At Philadelphia Legal Assistance (PLA), we have had the privilege of seeing harm reduction models work. People facing family violence, inadequate healthcare, unstable housing, and barriers to employment may not consider themselves to have a legal problem, but the law is powerful in connecting many to solutions to socio-legal issues undermining a patients’ health and wellbeing.
In December of 2018, the PLA’s Medical Legal Community Partnership (MLCP) expanded into two Medication Assisted Treatment (MAT) programs to better serve the needs of Philadelphians with opioid use disorder. MAT programs combine behavioral therapy with a careful use of milder opiates to prevent withdrawal symptoms. It is a harm reduction approach, an important step towards sustainable recovery and an evidence-based response to the opioid crisis.
At the MAT-MLCP, people struggling with substance use disorder have access to vital comprehensive care and by offering low barrier access to legal aid, we can resolve the issues that put patients at the greatest risk of relapse or overdose death.
The safe injection site proposed by Safehouse — and the services that will be provided there — is not so different than the care we offer clients at the MLCP. Safehouse’s site would be called a Comprehensive User Engagement Site (CUE), meaning that — in addition to giving opioid users a clean and safe place to inject — wrap-around support services would be provided and staff members would facilitate other pathways to treatment and recovery, including on-site MAT, wound care, and referrals to primary care, social services, and housing opportunities.

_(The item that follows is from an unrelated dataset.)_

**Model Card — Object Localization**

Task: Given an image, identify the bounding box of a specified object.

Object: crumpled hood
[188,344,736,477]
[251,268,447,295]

This model of service-delivery is backed by the same research that inspires the MLCP’s work in MAT programs: working with individuals around issues that are not necessarily substance use makes them more likely to enter treatment. Isolation and stigma fuel addiction, and offering meaningful opportunities to engage with people with substance use disorders can be the first step in recovery.
The MLCP and Safehouse have a shared mission: offer lifesaving care for Philadelphia’s most vulnerable neighbors and serve our communities that have been devastated by the opioid crisis. If Safehouse is allowed to open, our clients will only benefit. The MLCP, and PLA more broadly, serve folks who struggle between paychecks — for our clients that are living with substance use disorders, asking for help is compounded with concerns about legal barriers to care, costly or lack of insurance, and stigma surrounding their disease. As such, participating in MAT cannot be a first step for everyone.
Comprehensive User Engagement sites have the potential to be an even lower-barrier option that offers people who use opioids a much needed community approach to recovery. By offering multi-sector, non-judgemental care, sites such as these can address the multiple and intersecting barriers that prevent people from seeking help.
During a public health crisis such as this, every service offered can be a key step in preventing more deaths. Ultimately, as a matter of law, the case was for Judge McHugh to decide. But as a matter of science and morality, the jury was already in: safe injection sites are the right thing to do.
Judge McHugh’s decision this week was unprecedented and has the potential to influence how cities across the United States address the opioid crisis. The MAT team here at Philadelphia Legal Assistance is optimistic about this new opportunity for our city to come together and respond to the opioid crisis collaboratively and with care.